The Atlanta Police Department’s crime map for 2020, so far (note: in the drop-down menus at the left, pick a date range, and then pick an "event" to select which crime(s) you want to display on the map), shows violent crimes not only in Buckhead, but across the entire city.

City Council President Felicia Moore said Wednesday she has never seen so much crime everywhere in the city like this, “in every part of the city, and citizens are a bit weary... I'm just seeing that citizens are shaken by the numbers of violent incidents that are taking place.”

Moore said the pandemic is partly to blame -- people on edge, out of work, struggling as never before.

Homicides in Atlanta are up 48 percent over last year, so far. Aggravated assaults are up 14 percent, while rapes, robberies and burglaries are down, overall.

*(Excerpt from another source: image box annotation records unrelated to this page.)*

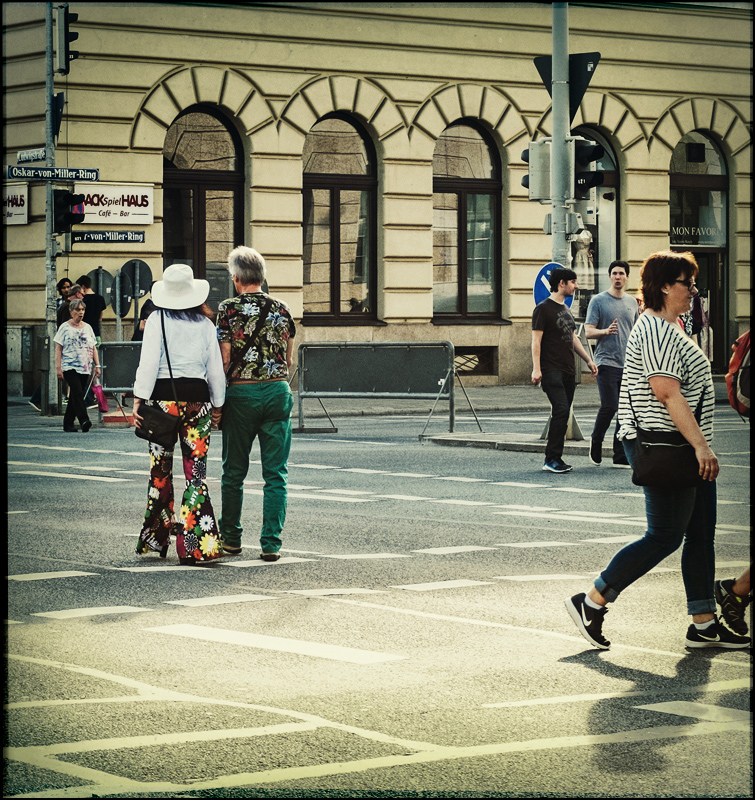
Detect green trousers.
[219,381,294,553]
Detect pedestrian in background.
[54,298,101,433]
[532,267,598,473]
[217,247,296,561]
[134,264,225,565]
[565,251,750,650]
[585,261,640,469]
[77,275,107,347]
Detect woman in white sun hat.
[134,264,225,564]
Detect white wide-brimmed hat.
[152,264,210,310]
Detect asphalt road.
[4,408,752,797]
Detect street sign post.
[3,166,100,182]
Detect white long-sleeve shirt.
[134,311,225,407]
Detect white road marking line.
[391,580,493,592]
[8,469,131,483]
[323,553,411,561]
[163,594,278,608]
[31,606,152,619]
[482,678,750,708]
[493,575,587,583]
[286,588,388,597]
[7,570,100,581]
[375,494,435,503]
[412,544,495,555]
[430,499,495,506]
[219,556,315,569]
[490,481,548,489]
[493,511,647,528]
[145,625,407,664]
[496,504,558,511]
[634,700,752,723]
[433,475,489,483]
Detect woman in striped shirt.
[565,251,750,650]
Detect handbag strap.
[225,297,273,380]
[160,309,181,418]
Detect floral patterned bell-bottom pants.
[136,400,222,561]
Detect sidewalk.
[8,376,729,458]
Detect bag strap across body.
[160,309,182,419]
[225,297,273,381]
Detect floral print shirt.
[217,292,296,381]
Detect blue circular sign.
[532,261,574,308]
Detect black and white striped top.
[619,313,715,443]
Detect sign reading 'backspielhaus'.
[74,183,155,227]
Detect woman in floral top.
[134,264,225,565]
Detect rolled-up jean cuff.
[687,599,716,615]
[594,575,619,603]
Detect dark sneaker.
[543,458,572,473]
[684,617,752,650]
[713,580,752,636]
[590,439,603,467]
[564,592,611,650]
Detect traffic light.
[55,5,79,75]
[522,139,551,202]
[52,189,84,233]
[569,137,606,200]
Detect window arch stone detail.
[129,67,275,150]
[650,97,752,157]
[536,91,649,152]
[410,83,531,152]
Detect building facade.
[3,2,752,394]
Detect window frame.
[432,119,503,325]
[302,113,378,326]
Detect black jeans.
[540,370,577,461]
[63,369,89,428]
[592,367,625,461]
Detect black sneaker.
[684,617,752,650]
[564,592,611,650]
[590,439,603,467]
[713,580,752,636]
[543,458,573,473]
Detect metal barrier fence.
[296,342,479,433]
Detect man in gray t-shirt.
[585,261,640,468]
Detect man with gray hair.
[216,247,296,561]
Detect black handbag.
[134,311,181,450]
[629,395,703,489]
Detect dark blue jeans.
[595,439,716,614]
[540,370,576,461]
[592,366,624,459]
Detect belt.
[228,378,287,386]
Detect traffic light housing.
[55,5,79,75]
[569,137,606,200]
[522,139,551,202]
[52,189,84,233]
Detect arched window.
[433,122,501,319]
[163,106,244,311]
[669,131,736,372]
[302,116,377,323]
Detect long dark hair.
[155,303,207,322]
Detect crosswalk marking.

In Police Zone Two, which includes Buckhead, murders are up 33 percent --from six murders, last year, to eight, so far, this year.

And there have been 177 Aggravated Assaults, so far, in Zone 2, an increase of 27 percent.

By contrast, in Police Zone 3, which includes southeast Atlanta, murders are up 79 percent. And this year there have been more than twice the number of murders there, so far, 34, than in the past two years, combined, in Buckhead.

RELATED: 2 Good Samaritans shot during attempted carjacking in Buckhead, police say

It’s the same for the numbers of aggravated assaults in Zone 3, 481, which are up 12 percent.

“Some communities have been suffering from criminal activity that they've complained about and felt that they weren't getting attention for," Moore said. "Buckhead has certainly been very loud and vocal—because it’s Buckhead—about the uptick in crime that is happening there, and has gotten a lot of media attention, which causes some resentment in other communities where they feel that they have been also wanting to have more police presence and more protection.”

Moore is working on pay raises for Atlanta Police, trying to find ways to stop officers from leaving the force, and trying to lift low morale. 

She’s also urging people to take responsibility for their own safety.

“2020 has been a trying year on many fronts, and crime is one of those. And we have to be vigilant and also do our part as citizens to make sure that we’re not a victim of any criminal activity.”

Moore participates in community forums all over the city, from Buckhead to Bankhead, and more and more, she said, she hears anxiety and anger about random gunfire, street racing, armed robberies, car break-ins, carjackings, burglaries, assaults and murders. And she said there’s no question that attacking crime is one demand that unites everyone -- a top priority, she said, for her and the City Council and the police department into the new year.